After Seven Long Years, Feds Raise Interest Rates

Floor of the NY stock exchange today. Photo by Richard Drew/AP
Floor of the NY stock exchange today. Photo by Richard Drew/AP

Today was the first time since 2008 that the U.S. Federal Reserve Board raised interest rates. This was no surprise as Speaker Janet Yellen had given us plenty of warning that it was coming, that the economy was strong enough to handle a rate increase. Rates increased by 0.25%.

Since the market is anticipatory, lenders had already built into their rates this expected increase. So why then have rates been so volatile this week?

Other factors, including the feeling of uncertainty in the marketplace, have influenced interest rates more than this move by the Feds. Investors can be jittery, and it may well take several more days for nerves to calm down.


One important thing to understand is that the Feds did not raise mortgage interest rates. They raised short term rates, and a 30-year mortgage is not short term. Short terms rates, typically called money market rate and the treasury bill rate, affect credit cards, auto loans, and other short term loans.

If you are carrying credit card debt from one month to the next, now is a good time to stop using your credit card until you pay off that balance.

On the other hand, mortgage interest rates will be influenced by other factors, including the global economy.

While we could predict today’s short term interest rate increase (because the Feds told us it was coming), no one can consistently and accurately predict mortgage interest rates.

I continue to stand by these guidelines, which I have written about in my books.

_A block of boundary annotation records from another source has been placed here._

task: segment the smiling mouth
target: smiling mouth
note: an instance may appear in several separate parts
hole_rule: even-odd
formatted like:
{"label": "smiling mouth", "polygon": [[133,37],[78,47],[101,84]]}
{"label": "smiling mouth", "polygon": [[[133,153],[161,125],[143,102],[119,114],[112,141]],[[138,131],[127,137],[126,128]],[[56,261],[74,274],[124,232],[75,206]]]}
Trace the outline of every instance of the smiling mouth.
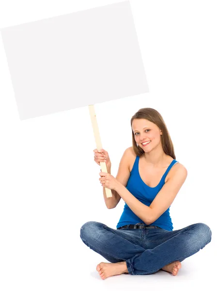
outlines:
{"label": "smiling mouth", "polygon": [[143,144],[141,144],[141,145],[142,145],[142,146],[147,146],[148,145],[149,145],[149,144],[150,144],[151,142],[151,141],[149,141],[149,142],[147,142],[146,144],[145,144],[144,143],[143,143],[145,144],[143,145]]}

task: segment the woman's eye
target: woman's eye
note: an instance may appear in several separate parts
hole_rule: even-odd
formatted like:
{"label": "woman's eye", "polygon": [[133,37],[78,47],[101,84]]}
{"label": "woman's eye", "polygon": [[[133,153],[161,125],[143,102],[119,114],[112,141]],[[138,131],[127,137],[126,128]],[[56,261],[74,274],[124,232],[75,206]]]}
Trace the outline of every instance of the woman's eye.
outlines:
{"label": "woman's eye", "polygon": [[[146,131],[147,130],[148,130],[148,131],[150,131],[150,129],[146,129],[145,131]],[[139,132],[136,132],[135,133],[135,135],[136,135],[136,133],[139,133]]]}

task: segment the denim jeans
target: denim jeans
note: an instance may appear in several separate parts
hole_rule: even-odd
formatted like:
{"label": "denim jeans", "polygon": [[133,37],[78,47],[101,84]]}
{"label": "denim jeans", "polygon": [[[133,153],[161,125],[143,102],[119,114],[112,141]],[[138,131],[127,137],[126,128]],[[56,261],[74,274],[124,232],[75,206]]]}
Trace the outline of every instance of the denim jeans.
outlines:
{"label": "denim jeans", "polygon": [[181,229],[114,229],[95,221],[81,227],[83,242],[111,263],[126,261],[131,275],[151,274],[173,262],[183,261],[210,242],[212,232],[204,223]]}

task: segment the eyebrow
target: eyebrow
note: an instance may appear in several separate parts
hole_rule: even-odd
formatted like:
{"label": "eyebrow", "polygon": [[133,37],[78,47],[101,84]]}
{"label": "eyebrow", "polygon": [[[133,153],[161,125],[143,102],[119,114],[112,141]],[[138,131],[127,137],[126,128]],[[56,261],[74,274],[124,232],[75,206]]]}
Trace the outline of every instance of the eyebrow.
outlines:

  1. If you see a rate you like, lock in the rate and don’t second guess yourself.
  2. If you plan to stay in your home for less than seven years, look at the 5/1 ARM, because you will save money both in the beginning and overall.
  3. If you plan to stay in your house for the long-term, or if you cannot sleep at night without a “forever rate,” then take the fixed rate mortgage.
  4. If you are refinancing, you must consider the term (number of years) equally with the interest rate.